REVIEW
ÉRIC LA CASA / SLAVEK KWI: Fonderie.Paccard
Collectif & Compagnie | MTS 04 | CD
If anything can be said about this collaboration between Éric La
Casa and Slavek Kwi, it's this: Fonderie.Paccard is as much about process
as it is about the end result. In the summer of 2000, French sound explorer
Éric La Casa made ten hours of stereophonic and multiphonic recordings
at the Paccard bell foundry. With this sound material at his disposal,
he created a work in three parts. He then sends the remaining, unused
sound material to Slavek Kwi, aka Artificial Memory Trace, who creates
his own unique work without any sort of "geophonic" context,
as La Casa would describe it. Kwi creates a work in two parts. Now it
is his turn to return to La Casa his unused sound material, with which
La Casa then begins a new work, which is in turn reworked by Kwi, until
finally the two get together to perform their works in the foundry in
the presence of the workers there.
Whether we can really make heads or tails out of the process is a matter
of little consequence, however, since our experience of these pieces is
limited exclusively to the end result. The disc features 7 tracks in total;
4 by La Casa, 2 by Kwi, and one in collaboration. La Casa's contributions
seem to preserve the integrity of the original recordings. Although I'm
sure the sounds have been isolated, rearranged and layered in various
ways in order to create the pieces we have here, the sounds themselves
seem to have remained as pure field recordings. There are quiet moments,
where La Casa seems to have captured the foundry in its most tranquil
hour (perhaps in the evening when all work has stopped), and still others
where you can here traces of the bells tolling, metal scraping, machines
roaring.

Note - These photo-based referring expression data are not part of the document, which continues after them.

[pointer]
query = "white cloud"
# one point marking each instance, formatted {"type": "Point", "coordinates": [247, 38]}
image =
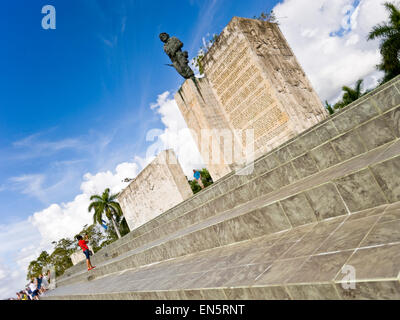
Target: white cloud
{"type": "Point", "coordinates": [28, 238]}
{"type": "Point", "coordinates": [333, 61]}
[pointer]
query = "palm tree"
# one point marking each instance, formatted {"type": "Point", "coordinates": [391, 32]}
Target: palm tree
{"type": "Point", "coordinates": [106, 204]}
{"type": "Point", "coordinates": [350, 95]}
{"type": "Point", "coordinates": [389, 32]}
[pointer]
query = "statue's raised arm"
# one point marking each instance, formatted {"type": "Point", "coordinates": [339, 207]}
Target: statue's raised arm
{"type": "Point", "coordinates": [173, 48]}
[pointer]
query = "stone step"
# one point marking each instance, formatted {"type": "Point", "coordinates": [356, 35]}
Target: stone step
{"type": "Point", "coordinates": [338, 191]}
{"type": "Point", "coordinates": [363, 126]}
{"type": "Point", "coordinates": [348, 163]}
{"type": "Point", "coordinates": [307, 262]}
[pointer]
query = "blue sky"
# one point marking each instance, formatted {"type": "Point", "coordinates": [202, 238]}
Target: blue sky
{"type": "Point", "coordinates": [89, 81]}
{"type": "Point", "coordinates": [76, 103]}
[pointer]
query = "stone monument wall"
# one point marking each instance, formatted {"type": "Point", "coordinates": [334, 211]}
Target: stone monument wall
{"type": "Point", "coordinates": [203, 116]}
{"type": "Point", "coordinates": [257, 84]}
{"type": "Point", "coordinates": [159, 187]}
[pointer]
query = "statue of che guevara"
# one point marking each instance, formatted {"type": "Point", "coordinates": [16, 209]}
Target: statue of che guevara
{"type": "Point", "coordinates": [173, 48]}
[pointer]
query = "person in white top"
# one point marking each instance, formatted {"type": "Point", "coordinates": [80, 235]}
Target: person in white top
{"type": "Point", "coordinates": [45, 283]}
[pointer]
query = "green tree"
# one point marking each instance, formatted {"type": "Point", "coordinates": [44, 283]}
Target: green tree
{"type": "Point", "coordinates": [205, 178]}
{"type": "Point", "coordinates": [267, 16]}
{"type": "Point", "coordinates": [389, 33]}
{"type": "Point", "coordinates": [106, 204]}
{"type": "Point", "coordinates": [198, 60]}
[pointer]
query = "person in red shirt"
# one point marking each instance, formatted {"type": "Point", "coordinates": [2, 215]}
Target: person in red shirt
{"type": "Point", "coordinates": [83, 244]}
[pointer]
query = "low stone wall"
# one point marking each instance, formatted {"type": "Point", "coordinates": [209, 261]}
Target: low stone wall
{"type": "Point", "coordinates": [159, 187]}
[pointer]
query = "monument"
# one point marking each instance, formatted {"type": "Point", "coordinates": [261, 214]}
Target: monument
{"type": "Point", "coordinates": [253, 83]}
{"type": "Point", "coordinates": [159, 187]}
{"type": "Point", "coordinates": [173, 48]}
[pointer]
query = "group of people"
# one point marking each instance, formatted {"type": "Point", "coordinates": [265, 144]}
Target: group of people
{"type": "Point", "coordinates": [40, 285]}
{"type": "Point", "coordinates": [36, 287]}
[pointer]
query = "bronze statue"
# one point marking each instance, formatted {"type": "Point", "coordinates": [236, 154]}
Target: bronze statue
{"type": "Point", "coordinates": [173, 48]}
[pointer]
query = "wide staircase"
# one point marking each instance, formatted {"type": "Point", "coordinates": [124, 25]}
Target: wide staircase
{"type": "Point", "coordinates": [317, 218]}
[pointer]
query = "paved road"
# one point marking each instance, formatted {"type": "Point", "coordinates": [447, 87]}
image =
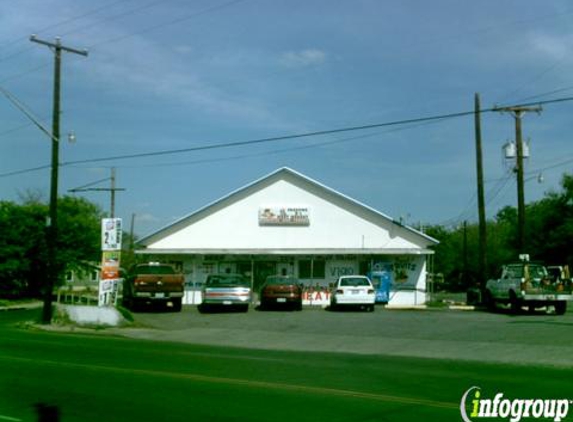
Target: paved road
{"type": "Point", "coordinates": [538, 339]}
{"type": "Point", "coordinates": [102, 378]}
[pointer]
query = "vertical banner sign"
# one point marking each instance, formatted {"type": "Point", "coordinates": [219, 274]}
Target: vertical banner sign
{"type": "Point", "coordinates": [111, 233]}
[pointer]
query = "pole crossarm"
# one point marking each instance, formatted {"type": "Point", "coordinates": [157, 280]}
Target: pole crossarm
{"type": "Point", "coordinates": [518, 110]}
{"type": "Point", "coordinates": [58, 45]}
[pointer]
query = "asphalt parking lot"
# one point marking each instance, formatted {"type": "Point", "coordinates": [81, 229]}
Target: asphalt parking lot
{"type": "Point", "coordinates": [540, 338]}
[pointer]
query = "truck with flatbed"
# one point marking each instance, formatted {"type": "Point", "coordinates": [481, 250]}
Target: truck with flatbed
{"type": "Point", "coordinates": [528, 284]}
{"type": "Point", "coordinates": [153, 283]}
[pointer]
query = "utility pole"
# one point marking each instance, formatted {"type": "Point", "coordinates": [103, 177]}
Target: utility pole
{"type": "Point", "coordinates": [518, 112]}
{"type": "Point", "coordinates": [112, 189]}
{"type": "Point", "coordinates": [52, 230]}
{"type": "Point", "coordinates": [482, 255]}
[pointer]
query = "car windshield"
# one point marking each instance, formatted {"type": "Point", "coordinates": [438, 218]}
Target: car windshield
{"type": "Point", "coordinates": [354, 282]}
{"type": "Point", "coordinates": [535, 271]}
{"type": "Point", "coordinates": [281, 281]}
{"type": "Point", "coordinates": [154, 269]}
{"type": "Point", "coordinates": [226, 280]}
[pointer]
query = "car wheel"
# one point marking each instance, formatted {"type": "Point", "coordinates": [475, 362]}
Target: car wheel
{"type": "Point", "coordinates": [560, 307]}
{"type": "Point", "coordinates": [514, 303]}
{"type": "Point", "coordinates": [489, 301]}
{"type": "Point", "coordinates": [177, 305]}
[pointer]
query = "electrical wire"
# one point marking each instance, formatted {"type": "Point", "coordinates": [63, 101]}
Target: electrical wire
{"type": "Point", "coordinates": [276, 139]}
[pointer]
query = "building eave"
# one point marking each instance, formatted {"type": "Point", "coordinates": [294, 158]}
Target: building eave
{"type": "Point", "coordinates": [264, 251]}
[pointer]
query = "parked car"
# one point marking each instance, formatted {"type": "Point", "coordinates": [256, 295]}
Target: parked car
{"type": "Point", "coordinates": [281, 290]}
{"type": "Point", "coordinates": [232, 290]}
{"type": "Point", "coordinates": [528, 284]}
{"type": "Point", "coordinates": [353, 290]}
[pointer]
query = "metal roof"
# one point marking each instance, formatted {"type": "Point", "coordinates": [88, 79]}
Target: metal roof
{"type": "Point", "coordinates": [278, 174]}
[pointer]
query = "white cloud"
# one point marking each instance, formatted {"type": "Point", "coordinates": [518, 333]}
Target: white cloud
{"type": "Point", "coordinates": [303, 58]}
{"type": "Point", "coordinates": [553, 47]}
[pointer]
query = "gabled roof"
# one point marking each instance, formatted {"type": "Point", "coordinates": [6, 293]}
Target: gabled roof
{"type": "Point", "coordinates": [283, 173]}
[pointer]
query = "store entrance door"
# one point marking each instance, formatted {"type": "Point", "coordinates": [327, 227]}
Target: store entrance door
{"type": "Point", "coordinates": [263, 269]}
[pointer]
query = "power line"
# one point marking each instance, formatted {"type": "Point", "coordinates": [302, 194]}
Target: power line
{"type": "Point", "coordinates": [300, 135]}
{"type": "Point", "coordinates": [275, 139]}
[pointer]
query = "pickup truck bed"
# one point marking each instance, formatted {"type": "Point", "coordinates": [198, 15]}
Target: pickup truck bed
{"type": "Point", "coordinates": [530, 285]}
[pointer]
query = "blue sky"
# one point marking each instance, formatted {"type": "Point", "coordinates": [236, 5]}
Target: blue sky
{"type": "Point", "coordinates": [176, 74]}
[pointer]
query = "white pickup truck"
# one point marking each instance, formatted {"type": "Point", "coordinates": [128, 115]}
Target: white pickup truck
{"type": "Point", "coordinates": [528, 284]}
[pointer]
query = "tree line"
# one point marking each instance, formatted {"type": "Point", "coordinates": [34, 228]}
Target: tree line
{"type": "Point", "coordinates": [549, 239]}
{"type": "Point", "coordinates": [23, 253]}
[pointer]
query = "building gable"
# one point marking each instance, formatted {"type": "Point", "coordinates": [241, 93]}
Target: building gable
{"type": "Point", "coordinates": [286, 211]}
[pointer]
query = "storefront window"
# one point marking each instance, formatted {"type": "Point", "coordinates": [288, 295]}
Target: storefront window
{"type": "Point", "coordinates": [312, 269]}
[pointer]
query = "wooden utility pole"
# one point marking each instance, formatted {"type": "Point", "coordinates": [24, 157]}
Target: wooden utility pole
{"type": "Point", "coordinates": [517, 112]}
{"type": "Point", "coordinates": [52, 232]}
{"type": "Point", "coordinates": [482, 255]}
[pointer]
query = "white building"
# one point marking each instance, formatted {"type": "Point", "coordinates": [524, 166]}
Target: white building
{"type": "Point", "coordinates": [287, 223]}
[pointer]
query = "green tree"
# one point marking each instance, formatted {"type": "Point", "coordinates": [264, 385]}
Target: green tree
{"type": "Point", "coordinates": [23, 257]}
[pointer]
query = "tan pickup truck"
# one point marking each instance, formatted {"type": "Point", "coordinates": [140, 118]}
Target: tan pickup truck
{"type": "Point", "coordinates": [153, 283]}
{"type": "Point", "coordinates": [531, 285]}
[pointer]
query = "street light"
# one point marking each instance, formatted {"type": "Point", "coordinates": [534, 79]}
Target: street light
{"type": "Point", "coordinates": [52, 233]}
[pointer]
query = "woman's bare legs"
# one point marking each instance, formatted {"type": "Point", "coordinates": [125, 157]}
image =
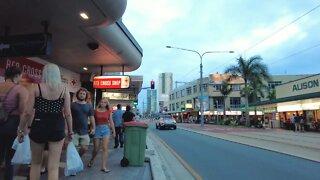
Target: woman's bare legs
{"type": "Point", "coordinates": [96, 144]}
{"type": "Point", "coordinates": [54, 154]}
{"type": "Point", "coordinates": [36, 149]}
{"type": "Point", "coordinates": [105, 140]}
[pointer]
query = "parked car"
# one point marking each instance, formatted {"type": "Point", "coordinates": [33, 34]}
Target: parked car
{"type": "Point", "coordinates": [166, 121]}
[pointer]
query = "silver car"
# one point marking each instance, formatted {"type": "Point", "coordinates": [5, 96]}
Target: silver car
{"type": "Point", "coordinates": [166, 121]}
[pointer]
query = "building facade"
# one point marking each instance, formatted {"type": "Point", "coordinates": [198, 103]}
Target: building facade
{"type": "Point", "coordinates": [164, 88]}
{"type": "Point", "coordinates": [185, 100]}
{"type": "Point", "coordinates": [152, 101]}
{"type": "Point", "coordinates": [300, 97]}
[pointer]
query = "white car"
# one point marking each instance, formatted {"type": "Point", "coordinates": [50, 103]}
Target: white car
{"type": "Point", "coordinates": [166, 121]}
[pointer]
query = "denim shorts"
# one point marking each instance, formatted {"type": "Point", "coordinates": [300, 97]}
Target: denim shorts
{"type": "Point", "coordinates": [101, 131]}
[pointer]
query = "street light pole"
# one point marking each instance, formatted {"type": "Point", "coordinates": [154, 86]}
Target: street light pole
{"type": "Point", "coordinates": [201, 79]}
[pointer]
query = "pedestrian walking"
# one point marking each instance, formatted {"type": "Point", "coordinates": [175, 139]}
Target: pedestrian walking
{"type": "Point", "coordinates": [82, 111]}
{"type": "Point", "coordinates": [13, 98]}
{"type": "Point", "coordinates": [297, 120]}
{"type": "Point", "coordinates": [104, 122]}
{"type": "Point", "coordinates": [301, 123]}
{"type": "Point", "coordinates": [128, 115]}
{"type": "Point", "coordinates": [292, 120]}
{"type": "Point", "coordinates": [117, 120]}
{"type": "Point", "coordinates": [50, 103]}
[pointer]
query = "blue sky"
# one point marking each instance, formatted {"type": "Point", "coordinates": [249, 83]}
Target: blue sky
{"type": "Point", "coordinates": [248, 27]}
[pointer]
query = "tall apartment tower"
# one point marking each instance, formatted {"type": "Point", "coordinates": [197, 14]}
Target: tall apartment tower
{"type": "Point", "coordinates": [164, 88]}
{"type": "Point", "coordinates": [152, 101]}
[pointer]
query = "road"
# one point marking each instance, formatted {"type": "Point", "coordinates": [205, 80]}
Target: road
{"type": "Point", "coordinates": [214, 158]}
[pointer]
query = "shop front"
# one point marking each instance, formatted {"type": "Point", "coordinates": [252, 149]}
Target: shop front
{"type": "Point", "coordinates": [300, 97]}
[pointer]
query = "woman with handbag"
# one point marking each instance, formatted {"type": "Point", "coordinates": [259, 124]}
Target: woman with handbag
{"type": "Point", "coordinates": [13, 99]}
{"type": "Point", "coordinates": [104, 122]}
{"type": "Point", "coordinates": [50, 102]}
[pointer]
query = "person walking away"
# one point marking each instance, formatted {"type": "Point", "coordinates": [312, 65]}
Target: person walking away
{"type": "Point", "coordinates": [301, 125]}
{"type": "Point", "coordinates": [81, 110]}
{"type": "Point", "coordinates": [292, 119]}
{"type": "Point", "coordinates": [297, 120]}
{"type": "Point", "coordinates": [104, 122]}
{"type": "Point", "coordinates": [50, 103]}
{"type": "Point", "coordinates": [13, 98]}
{"type": "Point", "coordinates": [128, 115]}
{"type": "Point", "coordinates": [117, 120]}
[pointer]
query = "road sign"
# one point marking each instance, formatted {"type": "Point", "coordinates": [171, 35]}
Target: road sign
{"type": "Point", "coordinates": [111, 82]}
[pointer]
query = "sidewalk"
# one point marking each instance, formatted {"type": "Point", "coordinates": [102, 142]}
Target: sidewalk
{"type": "Point", "coordinates": [304, 145]}
{"type": "Point", "coordinates": [157, 166]}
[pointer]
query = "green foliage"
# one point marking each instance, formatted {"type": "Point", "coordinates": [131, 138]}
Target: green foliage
{"type": "Point", "coordinates": [233, 123]}
{"type": "Point", "coordinates": [252, 70]}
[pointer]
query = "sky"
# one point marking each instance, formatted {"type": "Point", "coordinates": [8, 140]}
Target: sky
{"type": "Point", "coordinates": [285, 33]}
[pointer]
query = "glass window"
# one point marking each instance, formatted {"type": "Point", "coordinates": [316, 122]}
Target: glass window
{"type": "Point", "coordinates": [217, 87]}
{"type": "Point", "coordinates": [182, 92]}
{"type": "Point", "coordinates": [235, 102]}
{"type": "Point", "coordinates": [177, 94]}
{"type": "Point", "coordinates": [235, 87]}
{"type": "Point", "coordinates": [273, 84]}
{"type": "Point", "coordinates": [205, 87]}
{"type": "Point", "coordinates": [188, 91]}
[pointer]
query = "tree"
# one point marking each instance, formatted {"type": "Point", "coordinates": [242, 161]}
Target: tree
{"type": "Point", "coordinates": [272, 94]}
{"type": "Point", "coordinates": [249, 70]}
{"type": "Point", "coordinates": [225, 91]}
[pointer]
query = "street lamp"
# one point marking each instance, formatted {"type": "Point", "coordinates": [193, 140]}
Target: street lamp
{"type": "Point", "coordinates": [201, 56]}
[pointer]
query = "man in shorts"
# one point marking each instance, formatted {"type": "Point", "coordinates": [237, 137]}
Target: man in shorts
{"type": "Point", "coordinates": [81, 113]}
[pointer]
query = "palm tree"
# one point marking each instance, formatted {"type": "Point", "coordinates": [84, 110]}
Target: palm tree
{"type": "Point", "coordinates": [249, 70]}
{"type": "Point", "coordinates": [258, 88]}
{"type": "Point", "coordinates": [272, 94]}
{"type": "Point", "coordinates": [225, 91]}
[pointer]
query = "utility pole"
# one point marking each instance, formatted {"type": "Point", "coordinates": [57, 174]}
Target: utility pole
{"type": "Point", "coordinates": [179, 82]}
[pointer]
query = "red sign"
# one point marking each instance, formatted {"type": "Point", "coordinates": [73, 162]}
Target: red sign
{"type": "Point", "coordinates": [30, 69]}
{"type": "Point", "coordinates": [111, 82]}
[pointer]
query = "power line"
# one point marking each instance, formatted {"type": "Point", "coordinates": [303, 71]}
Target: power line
{"type": "Point", "coordinates": [280, 29]}
{"type": "Point", "coordinates": [296, 53]}
{"type": "Point", "coordinates": [277, 31]}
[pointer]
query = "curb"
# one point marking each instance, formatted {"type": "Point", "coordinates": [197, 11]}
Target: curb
{"type": "Point", "coordinates": [152, 155]}
{"type": "Point", "coordinates": [248, 144]}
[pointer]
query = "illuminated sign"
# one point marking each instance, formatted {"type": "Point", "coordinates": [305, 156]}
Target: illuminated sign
{"type": "Point", "coordinates": [305, 85]}
{"type": "Point", "coordinates": [111, 82]}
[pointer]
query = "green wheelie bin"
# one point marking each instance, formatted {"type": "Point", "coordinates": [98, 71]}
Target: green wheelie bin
{"type": "Point", "coordinates": [135, 142]}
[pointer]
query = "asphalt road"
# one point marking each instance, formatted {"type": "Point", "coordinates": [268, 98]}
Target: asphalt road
{"type": "Point", "coordinates": [214, 158]}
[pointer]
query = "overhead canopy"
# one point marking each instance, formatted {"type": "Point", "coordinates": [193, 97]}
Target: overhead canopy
{"type": "Point", "coordinates": [117, 49]}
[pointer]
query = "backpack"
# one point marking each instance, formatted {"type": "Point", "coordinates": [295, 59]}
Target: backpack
{"type": "Point", "coordinates": [4, 114]}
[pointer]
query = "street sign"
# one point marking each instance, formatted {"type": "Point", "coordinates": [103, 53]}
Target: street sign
{"type": "Point", "coordinates": [111, 82]}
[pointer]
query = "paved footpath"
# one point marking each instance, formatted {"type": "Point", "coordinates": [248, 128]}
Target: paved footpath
{"type": "Point", "coordinates": [304, 145]}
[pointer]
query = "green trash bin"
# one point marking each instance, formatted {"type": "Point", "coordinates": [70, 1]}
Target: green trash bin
{"type": "Point", "coordinates": [135, 142]}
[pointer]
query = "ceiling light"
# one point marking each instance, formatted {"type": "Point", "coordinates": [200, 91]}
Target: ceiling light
{"type": "Point", "coordinates": [84, 15]}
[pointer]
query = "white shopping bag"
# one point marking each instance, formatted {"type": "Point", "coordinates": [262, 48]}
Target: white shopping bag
{"type": "Point", "coordinates": [23, 152]}
{"type": "Point", "coordinates": [74, 163]}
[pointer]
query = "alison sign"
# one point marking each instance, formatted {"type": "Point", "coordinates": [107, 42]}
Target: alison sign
{"type": "Point", "coordinates": [305, 85]}
{"type": "Point", "coordinates": [298, 87]}
{"type": "Point", "coordinates": [111, 82]}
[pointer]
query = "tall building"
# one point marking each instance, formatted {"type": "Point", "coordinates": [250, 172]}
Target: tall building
{"type": "Point", "coordinates": [152, 101]}
{"type": "Point", "coordinates": [164, 88]}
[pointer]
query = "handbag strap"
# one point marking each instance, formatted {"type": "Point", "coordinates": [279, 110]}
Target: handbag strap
{"type": "Point", "coordinates": [5, 98]}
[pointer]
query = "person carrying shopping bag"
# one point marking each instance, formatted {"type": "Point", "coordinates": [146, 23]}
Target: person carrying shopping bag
{"type": "Point", "coordinates": [50, 103]}
{"type": "Point", "coordinates": [104, 122]}
{"type": "Point", "coordinates": [13, 99]}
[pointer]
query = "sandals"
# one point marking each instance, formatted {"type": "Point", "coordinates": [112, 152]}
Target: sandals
{"type": "Point", "coordinates": [44, 171]}
{"type": "Point", "coordinates": [105, 170]}
{"type": "Point", "coordinates": [90, 164]}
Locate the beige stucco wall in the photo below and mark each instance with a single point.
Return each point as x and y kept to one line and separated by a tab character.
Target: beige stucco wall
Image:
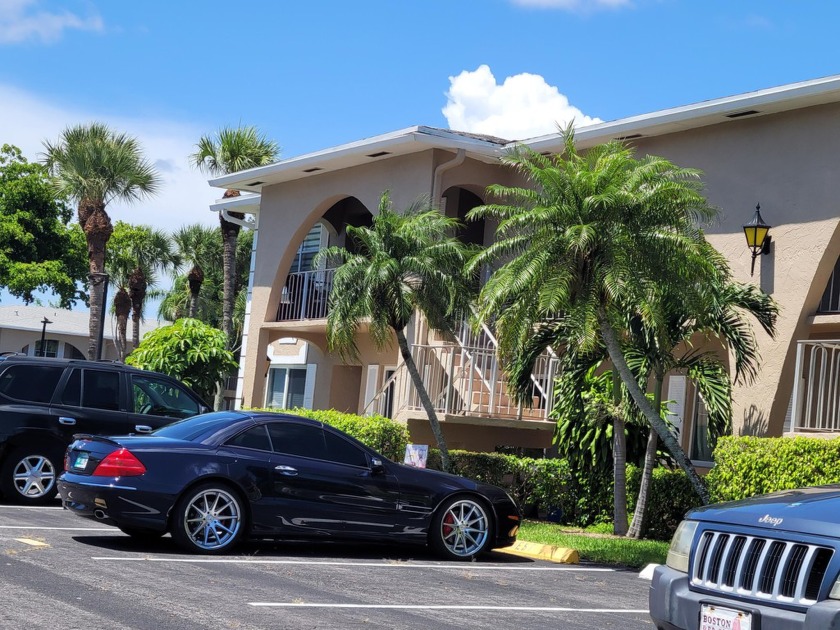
786	162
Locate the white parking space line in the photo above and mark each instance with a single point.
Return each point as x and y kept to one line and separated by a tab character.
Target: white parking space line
385	565
67	529
459	607
30	507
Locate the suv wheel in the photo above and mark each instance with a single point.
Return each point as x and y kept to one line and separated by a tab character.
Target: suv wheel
29	475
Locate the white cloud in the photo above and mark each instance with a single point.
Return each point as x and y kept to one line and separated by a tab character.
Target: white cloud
184	195
574	5
21	20
524	106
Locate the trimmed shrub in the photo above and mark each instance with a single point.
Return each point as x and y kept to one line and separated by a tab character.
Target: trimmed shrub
746	466
669	498
384	435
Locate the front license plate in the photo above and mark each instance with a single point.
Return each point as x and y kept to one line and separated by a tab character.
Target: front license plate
716	618
80	461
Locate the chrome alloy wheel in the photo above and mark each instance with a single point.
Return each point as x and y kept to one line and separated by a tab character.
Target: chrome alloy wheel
34	476
464	528
212	519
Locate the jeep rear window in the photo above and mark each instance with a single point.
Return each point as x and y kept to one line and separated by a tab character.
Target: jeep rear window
33	383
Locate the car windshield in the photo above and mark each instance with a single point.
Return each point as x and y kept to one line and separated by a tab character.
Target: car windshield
198	426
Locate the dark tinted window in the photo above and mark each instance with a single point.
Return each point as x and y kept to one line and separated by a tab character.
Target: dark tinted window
302	440
72	394
101	390
35	383
343	451
197	428
256	437
160	397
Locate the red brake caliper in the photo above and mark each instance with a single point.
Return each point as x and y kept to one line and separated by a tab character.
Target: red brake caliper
447	523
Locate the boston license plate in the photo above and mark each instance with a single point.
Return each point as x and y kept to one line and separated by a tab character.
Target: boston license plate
716	618
80	461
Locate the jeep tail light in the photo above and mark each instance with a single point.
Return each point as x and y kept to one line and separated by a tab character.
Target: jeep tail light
121	463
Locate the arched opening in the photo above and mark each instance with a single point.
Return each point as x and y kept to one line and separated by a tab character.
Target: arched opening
457	203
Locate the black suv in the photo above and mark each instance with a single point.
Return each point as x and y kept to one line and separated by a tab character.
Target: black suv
44	401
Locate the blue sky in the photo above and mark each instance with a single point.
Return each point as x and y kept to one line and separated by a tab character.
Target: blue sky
320	73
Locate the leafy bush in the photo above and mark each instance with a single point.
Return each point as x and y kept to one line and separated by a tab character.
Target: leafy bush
746	466
382	434
188	350
669	498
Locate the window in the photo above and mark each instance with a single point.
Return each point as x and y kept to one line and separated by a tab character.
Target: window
343	451
286	388
159	397
35	383
255	437
308	248
302	440
701	448
101	390
50	348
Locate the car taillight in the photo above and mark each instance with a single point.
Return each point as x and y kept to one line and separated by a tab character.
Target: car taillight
121	463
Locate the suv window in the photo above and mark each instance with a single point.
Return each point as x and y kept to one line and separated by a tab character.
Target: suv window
159	397
34	383
101	390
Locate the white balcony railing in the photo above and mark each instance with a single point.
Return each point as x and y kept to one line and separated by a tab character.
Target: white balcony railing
305	295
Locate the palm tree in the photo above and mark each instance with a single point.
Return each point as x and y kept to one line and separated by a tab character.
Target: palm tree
196	244
595	240
232	150
403	263
94	165
727	305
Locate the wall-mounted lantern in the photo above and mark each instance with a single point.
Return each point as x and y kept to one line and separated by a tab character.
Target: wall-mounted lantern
758	236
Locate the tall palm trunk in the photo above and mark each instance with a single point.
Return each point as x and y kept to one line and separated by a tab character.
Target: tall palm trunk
637	527
122	307
619	463
652	415
417	381
195	278
137	286
98	229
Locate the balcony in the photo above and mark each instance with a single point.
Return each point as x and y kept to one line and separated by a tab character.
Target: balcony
305	295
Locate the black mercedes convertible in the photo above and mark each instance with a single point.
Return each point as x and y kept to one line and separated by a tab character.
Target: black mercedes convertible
217	478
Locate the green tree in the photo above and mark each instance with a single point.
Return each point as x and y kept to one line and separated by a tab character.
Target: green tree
229	151
136	255
199	247
40	249
725	318
404	262
188	350
594	241
93	165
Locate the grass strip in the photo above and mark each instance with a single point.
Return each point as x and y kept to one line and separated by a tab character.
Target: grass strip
599	548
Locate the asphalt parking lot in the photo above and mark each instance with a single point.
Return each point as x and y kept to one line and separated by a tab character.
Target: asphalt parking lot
59	571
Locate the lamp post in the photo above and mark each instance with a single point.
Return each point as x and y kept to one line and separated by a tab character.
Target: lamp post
97	278
758	236
44	321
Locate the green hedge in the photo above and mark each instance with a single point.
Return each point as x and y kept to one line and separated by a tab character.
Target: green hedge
537	485
746	466
669	498
381	434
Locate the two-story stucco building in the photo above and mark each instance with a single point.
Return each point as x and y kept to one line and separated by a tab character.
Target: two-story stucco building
778	146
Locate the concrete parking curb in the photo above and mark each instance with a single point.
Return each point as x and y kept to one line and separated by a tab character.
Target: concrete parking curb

Slavek Kwi works much differently, heavily processing and editing
the sounds down to the most minute fragments, or transforming them into
electronic sounds, pulses, tones and textures that seem in large part
divorced from their original sources, then arranging them into the pieces
we have here. Each of these pieces, whether by La Casa or Kwi, or in their
collaborative finale, create their own unique and fascinating sound space.
They simultaneously build and take apart a bridge between the concrete
and acousmatic, between location recordings and decontextualized sound,
between what is real, what we perceive as real, and what can only be imagined.